Identifying Reptile Types Using CIFAR-100 Dataset and Supervised Convolutional Neural Networks (CNNs)

By John Ivan Diaz

A deep learning model trained to classify CIFAR-100 images of reptiles into five categories: crocodile, dinosaur, lizard, snake, and turtle. It uses convolutional, pooling, and fully connected layers, along with techniques such as data augmentation, dropout, and early stopping. The model achieved decent accuracy despite the challenge of limited training images.

Convolutional Neural Networks (CNN) Deep Learning Data Preparation Classification TensorFlow

See source code



Discovery Phase

Use Case Definition

This project solves an image classification problem using the CIFAR-100 dataset, specifically within the “Reptiles” superclass. The project is tasked with developing a deep learning model capable of discerning the type of reptile depicted in an image. The “Reptiles” superclass comprises five subclasses, representing the target labels the model will learn to recognize through training.

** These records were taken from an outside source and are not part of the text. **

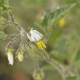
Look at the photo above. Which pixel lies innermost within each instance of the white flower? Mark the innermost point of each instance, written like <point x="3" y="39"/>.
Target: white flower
<point x="20" y="56"/>
<point x="34" y="35"/>
<point x="10" y="57"/>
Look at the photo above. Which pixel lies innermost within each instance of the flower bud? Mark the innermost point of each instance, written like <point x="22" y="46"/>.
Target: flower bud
<point x="10" y="56"/>
<point x="20" y="56"/>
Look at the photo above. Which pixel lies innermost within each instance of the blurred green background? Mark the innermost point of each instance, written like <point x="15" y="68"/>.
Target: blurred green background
<point x="63" y="44"/>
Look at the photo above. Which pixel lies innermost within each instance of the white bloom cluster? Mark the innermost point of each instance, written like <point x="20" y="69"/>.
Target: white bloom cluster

Considering the project has labeled data indicating the correct classification for each image, the approach is rooted in Supervised Learning. Furthermore, the task at hand is Classification, as the labels are categorical (e.g., crocodile, lizard, etc.), as opposed to Regression, which deals with continuous outputs.

Data Exploration

In this phase, the project focuses on acquiring the data necessary to train and evaluate the deep learning model. Specifically, the project will utilize the “Reptiles” superclass from the CIFAR-100 dataset for this purpose.

Upon inspecting the CIFAR-100 dataset dictionary, which contains 20 superclasses, this project will only focus on one superclass, “Reptiles”. “Reptiles” is the 16th superclass in the list, but since indexing starts from 0, it is indexed at 15. Hence, the project states REPTILES_INDEX = 15 in the code.

Furthermore, the project converted the index lists to NumPy arrays before extracting the “Reptiles” images and labels. This step enables the project to quickly select the specific images of the superclass that are needed and to work efficiently with the tools that assist in building and training the machine learning model.

Architecture and Algorithm Selection

Given that image classification problems are being addressed, the project relies on deep neural network architectures that are specifically designed for processing, analyzing, and making predictions from visual data. Among the various architectures available, Convolutional Neural Networks (CNNs) are recognized as the most effective and widely adopted solution for tasks related to images. CNNs excel at identifying patterns within images, such as edges, textures, and shapes, thanks to their unique structure that emulates the way the human visual cortex interprets visual information.

The architecture comprises several layers, each contributing cumulatively towards the goal of classifying images, as illustrated below:

Disclaimer: The images shown are for illustrative purposes only and do not represent the actual data or content of the model.

Each component plays a vital role in the capability of a Convolutional Neural Network (CNN) to classify images. The Convolution Layers are responsible for extracting and activating relevant features. Pooling Layers reduce dimensionality and highlight the most significant features. Finally, Fully Connected Layers make the ultimate classification decisions based on these features.

Development Phase

Data Pipeline Creation

Data Splitting

The CIFAR-100 dataset provides a set of training and test images. Within the “Reptiles” superclass, each of the five subclasses includes 500 training images and 100 test images. This totals 3,000 images for the “Reptiles” superclass, with 2,500 dedicated to training and 500 set aside for testing.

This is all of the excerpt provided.